Re: [PATCH 0/7] Phase one of sparc crypto opcode support.

2012-09-22 Thread Andy Polyakov

No, before thinking about 32-bit mode, I quickly ask what's with save-s
without arguments?


Sorry, I just wrote that code as pseudo-code off the top of my
head without attending to all of the necessary details.

We would indeed need to allocate a minimal stack frame in each
save instruction.

It's just an oversight in my example code, that's all.


But the main question was about how context switch is handled between 
save and say mulmont. I mean the part after save-s ought to allocate 
frames.

__
OpenSSL Project http://www.openssl.org
Development Mailing List   openssl-dev@openssl.org
Automated List Manager   majord...@openssl.org


Re: [PATCH 0/7] Phase one of sparc crypto opcode support.

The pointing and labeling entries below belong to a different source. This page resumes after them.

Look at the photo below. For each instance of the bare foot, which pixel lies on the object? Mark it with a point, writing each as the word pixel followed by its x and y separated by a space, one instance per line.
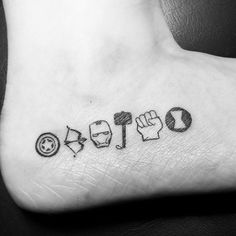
pixel 74 66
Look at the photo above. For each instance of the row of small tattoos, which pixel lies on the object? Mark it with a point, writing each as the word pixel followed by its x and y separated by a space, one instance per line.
pixel 149 125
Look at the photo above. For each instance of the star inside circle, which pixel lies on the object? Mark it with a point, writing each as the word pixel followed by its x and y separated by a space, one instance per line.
pixel 47 145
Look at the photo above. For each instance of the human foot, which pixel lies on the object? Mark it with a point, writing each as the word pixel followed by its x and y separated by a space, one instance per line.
pixel 73 63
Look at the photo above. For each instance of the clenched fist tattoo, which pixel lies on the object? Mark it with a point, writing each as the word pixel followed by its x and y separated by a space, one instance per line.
pixel 149 126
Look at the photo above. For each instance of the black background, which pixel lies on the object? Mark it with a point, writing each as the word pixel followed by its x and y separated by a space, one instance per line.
pixel 202 25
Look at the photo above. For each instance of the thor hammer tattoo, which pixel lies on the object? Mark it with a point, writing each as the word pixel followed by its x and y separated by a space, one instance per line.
pixel 123 119
pixel 100 133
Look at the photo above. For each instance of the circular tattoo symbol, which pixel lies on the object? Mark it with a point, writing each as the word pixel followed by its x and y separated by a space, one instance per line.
pixel 178 119
pixel 47 145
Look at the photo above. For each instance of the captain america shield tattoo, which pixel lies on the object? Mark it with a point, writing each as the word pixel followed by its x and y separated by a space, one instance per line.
pixel 47 145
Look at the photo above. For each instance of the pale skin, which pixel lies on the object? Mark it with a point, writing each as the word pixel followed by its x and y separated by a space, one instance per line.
pixel 78 61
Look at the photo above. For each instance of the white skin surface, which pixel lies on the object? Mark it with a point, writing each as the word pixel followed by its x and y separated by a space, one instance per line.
pixel 78 61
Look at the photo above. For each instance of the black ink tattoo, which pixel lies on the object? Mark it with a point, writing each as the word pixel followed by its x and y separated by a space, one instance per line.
pixel 123 119
pixel 74 141
pixel 178 119
pixel 47 145
pixel 149 126
pixel 100 133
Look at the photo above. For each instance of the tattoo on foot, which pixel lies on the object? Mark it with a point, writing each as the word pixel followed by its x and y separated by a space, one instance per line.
pixel 178 119
pixel 149 126
pixel 74 141
pixel 123 119
pixel 100 133
pixel 47 145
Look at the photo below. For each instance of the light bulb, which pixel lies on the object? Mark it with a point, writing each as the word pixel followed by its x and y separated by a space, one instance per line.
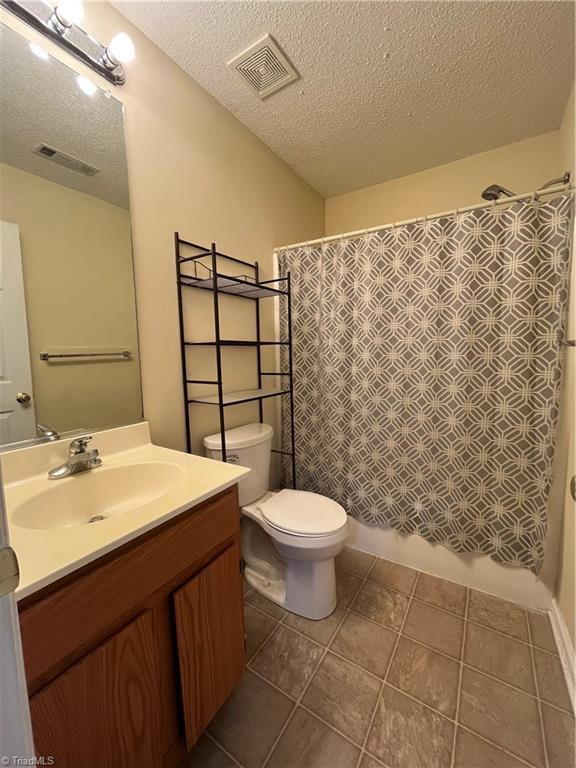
pixel 37 51
pixel 121 48
pixel 86 86
pixel 70 12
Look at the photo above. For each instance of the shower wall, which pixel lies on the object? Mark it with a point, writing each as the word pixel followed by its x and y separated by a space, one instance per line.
pixel 521 166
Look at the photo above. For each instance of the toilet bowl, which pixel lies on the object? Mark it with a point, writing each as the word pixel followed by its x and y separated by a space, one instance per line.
pixel 289 538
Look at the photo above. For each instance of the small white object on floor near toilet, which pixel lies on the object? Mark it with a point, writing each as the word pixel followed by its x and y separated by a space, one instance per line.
pixel 289 538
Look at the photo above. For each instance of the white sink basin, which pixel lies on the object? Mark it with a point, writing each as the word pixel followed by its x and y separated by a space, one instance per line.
pixel 97 495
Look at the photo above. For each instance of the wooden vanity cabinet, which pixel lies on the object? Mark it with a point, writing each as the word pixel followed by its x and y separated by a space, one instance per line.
pixel 129 658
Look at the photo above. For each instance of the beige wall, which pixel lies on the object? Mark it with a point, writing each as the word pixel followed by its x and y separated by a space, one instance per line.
pixel 565 592
pixel 521 167
pixel 193 168
pixel 79 286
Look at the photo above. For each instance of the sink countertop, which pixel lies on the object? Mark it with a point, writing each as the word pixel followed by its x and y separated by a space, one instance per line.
pixel 47 554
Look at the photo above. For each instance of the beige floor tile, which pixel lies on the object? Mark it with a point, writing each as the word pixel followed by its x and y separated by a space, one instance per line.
pixel 395 576
pixel 551 680
pixel 474 752
pixel 441 593
pixel 559 730
pixel 258 627
pixel 435 628
pixel 367 644
pixel 426 675
pixel 381 604
pixel 541 631
pixel 309 743
pixel 287 660
pixel 248 723
pixel 206 754
pixel 346 587
pixel 259 601
pixel 355 561
pixel 498 614
pixel 502 657
pixel 319 631
pixel 504 716
pixel 343 695
pixel 406 734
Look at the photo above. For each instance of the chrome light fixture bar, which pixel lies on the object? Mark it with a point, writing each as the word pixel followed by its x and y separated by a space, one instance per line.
pixel 60 25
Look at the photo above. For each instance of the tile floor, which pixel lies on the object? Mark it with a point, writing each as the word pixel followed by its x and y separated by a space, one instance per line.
pixel 409 672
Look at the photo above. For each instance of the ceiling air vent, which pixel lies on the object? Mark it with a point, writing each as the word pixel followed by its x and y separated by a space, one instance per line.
pixel 61 158
pixel 264 67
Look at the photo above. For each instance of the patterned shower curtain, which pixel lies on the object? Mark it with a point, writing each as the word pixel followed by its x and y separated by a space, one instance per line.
pixel 427 369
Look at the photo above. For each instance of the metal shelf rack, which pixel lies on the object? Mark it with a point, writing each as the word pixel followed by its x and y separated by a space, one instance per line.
pixel 245 286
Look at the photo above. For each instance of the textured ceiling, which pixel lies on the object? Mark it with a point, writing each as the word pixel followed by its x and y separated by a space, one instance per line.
pixel 40 102
pixel 386 88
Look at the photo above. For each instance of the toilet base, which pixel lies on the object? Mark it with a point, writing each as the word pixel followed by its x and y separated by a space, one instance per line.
pixel 311 588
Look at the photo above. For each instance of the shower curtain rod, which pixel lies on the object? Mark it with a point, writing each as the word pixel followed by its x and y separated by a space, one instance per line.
pixel 503 201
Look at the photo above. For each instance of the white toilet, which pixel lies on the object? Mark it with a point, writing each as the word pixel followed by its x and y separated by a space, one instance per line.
pixel 289 538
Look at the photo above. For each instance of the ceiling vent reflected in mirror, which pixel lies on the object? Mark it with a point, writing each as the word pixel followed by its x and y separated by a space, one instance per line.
pixel 264 67
pixel 61 158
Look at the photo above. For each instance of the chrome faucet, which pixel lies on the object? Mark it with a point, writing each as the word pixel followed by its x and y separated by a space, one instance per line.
pixel 43 430
pixel 79 459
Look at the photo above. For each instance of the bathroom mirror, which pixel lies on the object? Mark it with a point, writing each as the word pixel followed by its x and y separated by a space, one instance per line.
pixel 68 332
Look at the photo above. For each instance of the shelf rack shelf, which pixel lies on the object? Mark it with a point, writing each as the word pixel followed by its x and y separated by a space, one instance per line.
pixel 191 272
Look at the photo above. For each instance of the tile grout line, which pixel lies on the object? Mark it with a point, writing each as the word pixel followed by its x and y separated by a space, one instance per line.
pixel 538 699
pixel 447 656
pixel 528 642
pixel 496 746
pixel 221 747
pixel 459 692
pixel 348 610
pixel 380 693
pixel 321 659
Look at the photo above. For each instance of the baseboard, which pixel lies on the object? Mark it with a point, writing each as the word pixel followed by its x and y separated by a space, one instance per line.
pixel 565 650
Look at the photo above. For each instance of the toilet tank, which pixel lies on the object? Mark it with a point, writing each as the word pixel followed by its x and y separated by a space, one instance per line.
pixel 249 446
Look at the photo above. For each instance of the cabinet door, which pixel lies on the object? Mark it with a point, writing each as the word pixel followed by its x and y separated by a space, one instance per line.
pixel 210 628
pixel 102 712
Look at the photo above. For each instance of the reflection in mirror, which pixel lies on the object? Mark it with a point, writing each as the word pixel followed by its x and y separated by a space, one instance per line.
pixel 68 333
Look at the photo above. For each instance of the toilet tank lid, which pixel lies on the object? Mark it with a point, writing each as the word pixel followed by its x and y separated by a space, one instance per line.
pixel 240 437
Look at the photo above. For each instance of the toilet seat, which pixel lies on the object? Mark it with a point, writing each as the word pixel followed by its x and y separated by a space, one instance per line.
pixel 301 513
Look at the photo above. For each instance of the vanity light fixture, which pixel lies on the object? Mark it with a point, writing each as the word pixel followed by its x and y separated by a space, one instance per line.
pixel 120 51
pixel 66 14
pixel 59 24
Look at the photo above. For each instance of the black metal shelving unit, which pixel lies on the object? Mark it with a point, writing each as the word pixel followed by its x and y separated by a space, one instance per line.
pixel 207 278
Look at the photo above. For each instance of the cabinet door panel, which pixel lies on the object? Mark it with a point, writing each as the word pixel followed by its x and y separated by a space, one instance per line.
pixel 210 629
pixel 102 711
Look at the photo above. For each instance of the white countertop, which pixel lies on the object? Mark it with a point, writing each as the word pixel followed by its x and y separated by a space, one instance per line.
pixel 47 554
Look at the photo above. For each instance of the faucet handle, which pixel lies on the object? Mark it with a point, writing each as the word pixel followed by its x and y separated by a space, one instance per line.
pixel 79 445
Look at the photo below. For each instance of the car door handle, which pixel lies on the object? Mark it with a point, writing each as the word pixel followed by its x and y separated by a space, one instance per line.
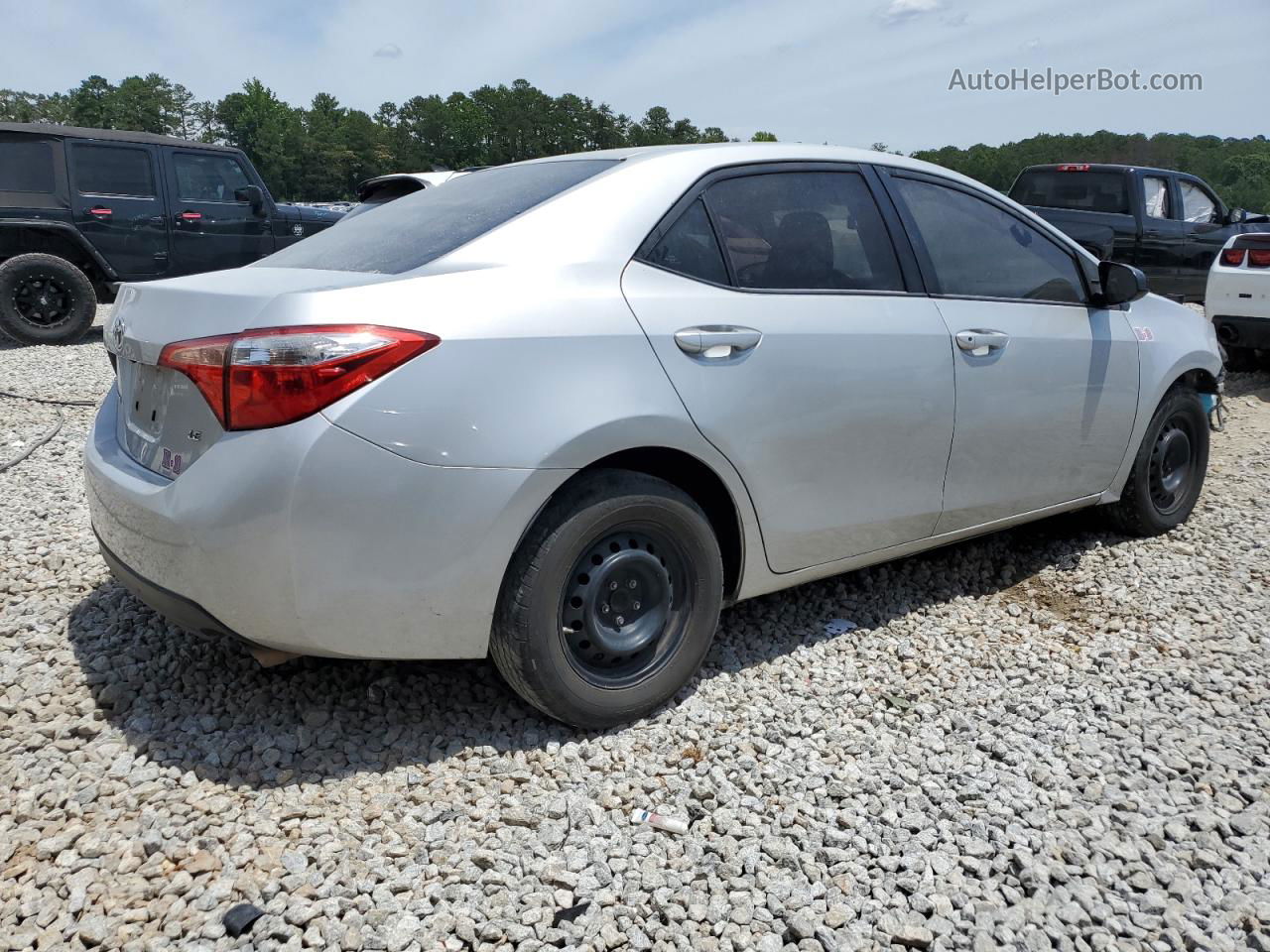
pixel 979 343
pixel 716 341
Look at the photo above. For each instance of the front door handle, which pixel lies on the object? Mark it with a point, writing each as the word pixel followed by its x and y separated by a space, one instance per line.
pixel 716 341
pixel 980 343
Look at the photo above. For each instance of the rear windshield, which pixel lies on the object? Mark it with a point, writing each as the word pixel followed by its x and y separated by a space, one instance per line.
pixel 418 229
pixel 1082 190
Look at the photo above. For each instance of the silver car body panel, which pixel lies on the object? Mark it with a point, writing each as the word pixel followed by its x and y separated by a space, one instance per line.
pixel 838 458
pixel 382 526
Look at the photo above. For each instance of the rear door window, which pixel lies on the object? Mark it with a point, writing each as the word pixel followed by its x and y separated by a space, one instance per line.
pixel 207 177
pixel 113 171
pixel 690 248
pixel 804 231
pixel 976 249
pixel 418 229
pixel 26 166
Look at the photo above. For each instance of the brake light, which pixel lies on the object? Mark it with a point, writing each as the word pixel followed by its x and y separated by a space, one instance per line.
pixel 272 376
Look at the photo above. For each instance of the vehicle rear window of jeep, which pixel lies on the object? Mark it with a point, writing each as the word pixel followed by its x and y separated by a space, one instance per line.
pixel 418 229
pixel 26 167
pixel 1080 190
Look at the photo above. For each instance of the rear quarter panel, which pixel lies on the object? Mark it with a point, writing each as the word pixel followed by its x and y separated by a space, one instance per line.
pixel 1173 340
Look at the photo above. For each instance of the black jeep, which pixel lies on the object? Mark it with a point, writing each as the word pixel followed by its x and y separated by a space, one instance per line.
pixel 84 209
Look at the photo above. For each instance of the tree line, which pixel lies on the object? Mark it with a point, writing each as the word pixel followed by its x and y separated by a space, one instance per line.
pixel 320 153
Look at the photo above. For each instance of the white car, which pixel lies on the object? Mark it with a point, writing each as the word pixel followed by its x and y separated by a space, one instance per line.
pixel 382 189
pixel 1237 299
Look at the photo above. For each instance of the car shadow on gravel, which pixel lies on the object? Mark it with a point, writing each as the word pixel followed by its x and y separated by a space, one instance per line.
pixel 203 705
pixel 91 336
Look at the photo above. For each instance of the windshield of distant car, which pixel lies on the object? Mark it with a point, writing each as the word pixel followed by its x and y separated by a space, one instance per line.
pixel 418 229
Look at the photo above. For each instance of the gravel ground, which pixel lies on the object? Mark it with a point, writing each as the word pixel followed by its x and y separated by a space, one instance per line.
pixel 1055 738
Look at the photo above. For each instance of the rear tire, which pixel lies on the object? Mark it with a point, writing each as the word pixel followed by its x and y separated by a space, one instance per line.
pixel 1169 470
pixel 45 299
pixel 611 601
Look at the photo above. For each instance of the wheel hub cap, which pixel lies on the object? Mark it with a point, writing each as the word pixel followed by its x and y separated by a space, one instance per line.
pixel 624 607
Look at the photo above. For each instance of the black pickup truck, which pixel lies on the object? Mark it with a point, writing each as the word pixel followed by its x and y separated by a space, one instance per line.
pixel 1169 223
pixel 84 209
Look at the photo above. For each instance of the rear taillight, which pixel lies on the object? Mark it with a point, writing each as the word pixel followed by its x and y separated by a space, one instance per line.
pixel 280 375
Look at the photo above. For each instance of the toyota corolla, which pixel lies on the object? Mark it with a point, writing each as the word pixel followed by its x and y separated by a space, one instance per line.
pixel 563 412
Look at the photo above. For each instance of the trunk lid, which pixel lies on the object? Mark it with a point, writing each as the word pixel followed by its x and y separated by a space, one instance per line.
pixel 164 421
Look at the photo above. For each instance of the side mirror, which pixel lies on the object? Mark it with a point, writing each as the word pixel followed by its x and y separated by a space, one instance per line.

2012-09-22 Thread David Miller
From: Andy Polyakov ap...@openssl.org
Date: Sat, 22 Sep 2012 19:09:27 +0200

 No, before thinking about 32-bit mode, I quickly ask what's with
 save-s
 without arguments?
 Sorry, I just wrote that code as pseudo-code off the top of my
 head without attending to all of the necessary details.
 We would indeed need to allocate a minimal stack frame in each
 save instruction.
 It's just an oversight in my example code, that's all.
 
 But the main question was about how context switch is handled between
 save and say mulmont. I mean the part after save-s ought to allocate
 frames.

I'm confused.

The cpu has 8 register windows.

This means that we can save down 7 times and fill all of the
registers in each window with the values we need.

At each save we allocate the minimal stack frame, at least
enough for the spill/fill trap handlers to save the register
window if needed.

The montmul instruction occurs in the deepest register window.

The cpu will force all 7 register windows to be restored, if
needed, if some spills have occurred due to context switches
or similar.
__
OpenSSL Project http://www.openssl.org
Development Mailing List   openssl-dev@openssl.org
Automated List Manager   majord...@openssl.org


Re: [PATCH 0/7] Phase one of sparc crypto opcode support.

2012-09-22 Thread Andy Polyakov

But the main question was about how context switch is handled between
save and say mulmont. I mean the part after save-s ought to allocate
frames.


I'm confused.

The cpu has 8 register windows.

This means that we can save down 7 times and fill all of the
registers in each window with the values we need.

At each save we allocate the minimal stack frame, at least
enough for the spill/fill trap handlers to save the register
window if needed.

The montmul instruction occurs in the deepest register window.

The cpu will force all 7 register windows to be restored, if
needed, if some spills have occurred due to context switches
or similar.


The question was if it's actually the case, i.e. that all the register 
windows are *in fact* restored. And you say there are. Just wanted to 
hear. I wondered about specific mechanism on how it's achieved (does the 
montmul triggers window trap), but it's more of curiosity, i.e. the 
question is optional and you don't have to answer.

__
OpenSSL Project http://www.openssl.org
Development Mailing List   openssl-dev@openssl.org
Automated List Manager   majord...@openssl.org


Re: [PATCH 0/7] Phase one of sparc crypto opcode support.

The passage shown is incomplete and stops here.